On Wednesday 08 August 2007 18:31:10 jim feldman wrote:
> Bram Van Steenlandt wrote:
> > Hi list,
> >
> > I run FreeBSD 6.2 (2 gig ram)  and use gimp-2.2.17 for editing my large
> > (10000x10000pixels) photos.
> > This works when the tile cache is set to 256MB but this is not enough
> > for fast editing.
> > When I set the tile cache to 512MB or more it stops with error:
> > GLib-ERROR **: gmem.c:135: failed to allocate 16384 bytes
> > I checked in top while the gimp was opening the image and I still had
> > 400MB free before it stopped (not counting my 4000MB free swap).
> >
> > I have another computer with Fedora 7 and less RAM (1 gig) and here this
> > does work, tile size is set to 512MB and editing is rather fast.
> >
> > I found this old thread:
> > http://www.mail-archive.com/gimp-user@lists.xcf.berkeley.edu/msg07633.htm
> >l wich a bit the same.
> >
> > So my questions are:
> > -Is there some magic setting wich allows the tile size to be bigger ?
> > -Can't the gimp be configured to not save to disk after every edited
> > pixel ? If you put one pencil dot on an image it takes 4 seconds before
> > you can do the next.
> > -Is there a way to work in ram only ?
> > Can I for example buy 2 additional gig and then force the gimp to use
> > only this memory and give me a messages "out of memory" when this does
> > not work
> >
> > ideas
>
> As the original poster of that thread, let me tell you what I know.
> 1. No magic.  I assume there's something bad happening between glib and
> the FreeBSD memory allocation routines, but whatever it is carried
> across 5.3 to 6.2.  I'm pretty sure I logged a bugzilla case, but in the
> end, I switched to a linux platform and lost interest.  I get the
> feeling that the GIMP devs don't use FBSD and as long as it builds and
> runs, they're not all that interested in what seems like corner cases.
> 2. You could try setting undo level to 0 at the risk of not being able
> to recover from any mistake
> 3. nope, at least not that I've found
> 4. nope
>
> Don't bother with film-gimp or whatever they're calling the project
> these days.  It does HDR, but their big memory handling is even worse.
> Turns out that the images projected in theaters are actually not all
> that hi rez.  Your eye fills in the missing spots frame by frame.  If
> you built KDE for your desktop, you might want to check out Krita as an
> image editor.   Last I looked at it (which is maybe 9 mos), I still
> liked the GIMP better, but it (krita) handles images completely
> differently, so it might be worth a shot.  Didn't get a chance to run
> any of my scans through it.
>
As a fellow and long time freebsd user I am puzzled why you should want to 
take such large images and  process them using gimp which can only handle 8 
bit per channel rather than 16bit.
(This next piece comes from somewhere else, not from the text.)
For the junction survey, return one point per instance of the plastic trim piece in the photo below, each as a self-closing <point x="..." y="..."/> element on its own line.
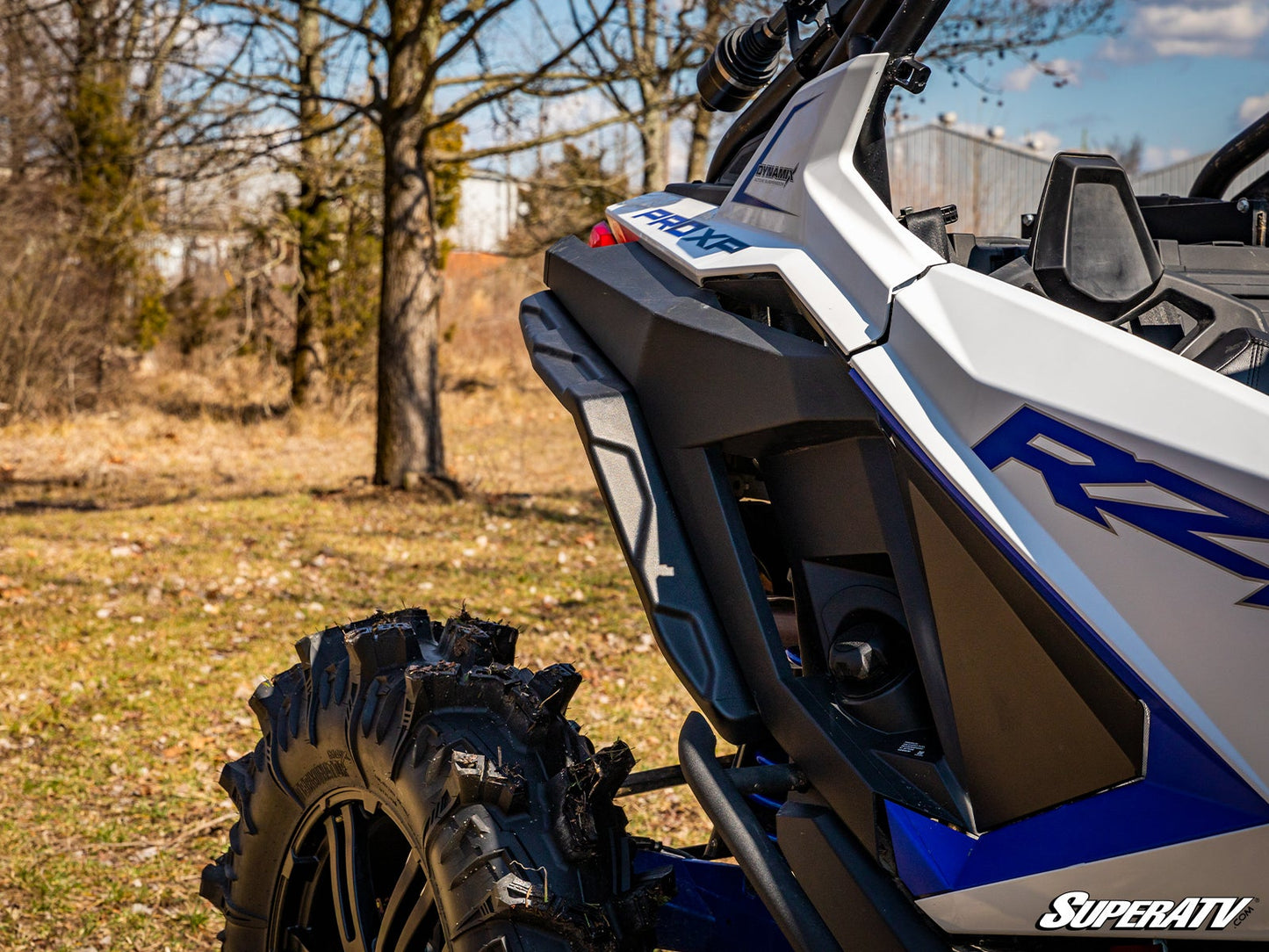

The  concommitant loss of image quality 
makes this a no-no for me. I cannot image you are scanning images at 8 bit 
per channel.

I  concur with the last poster - look at krita or if you have an 
appropropriate alternative platfrom one of the latest versions of photoshop 
might be better. I am sorry to sayIMHO  that (atm) there is nothing in the 
open source community that matches photoshop until gimp gets its act together 
to provide support for 16 bit (which I understand may be with us soon) and an 
optional  GUI that makes the learning curve transition from photoshop to gimp 
relatively smooth. 

Personally, much as I would prefer to use gimp on my freebsd platform, I only 
use it for trvial image manipulation tasks until it has support for 16 bit 
and handling large image files more smoothly on all platforms.

Gimp could have a wonderful future but I fear, for reasons I will not discus 
here, that it will always fall short of its real potential.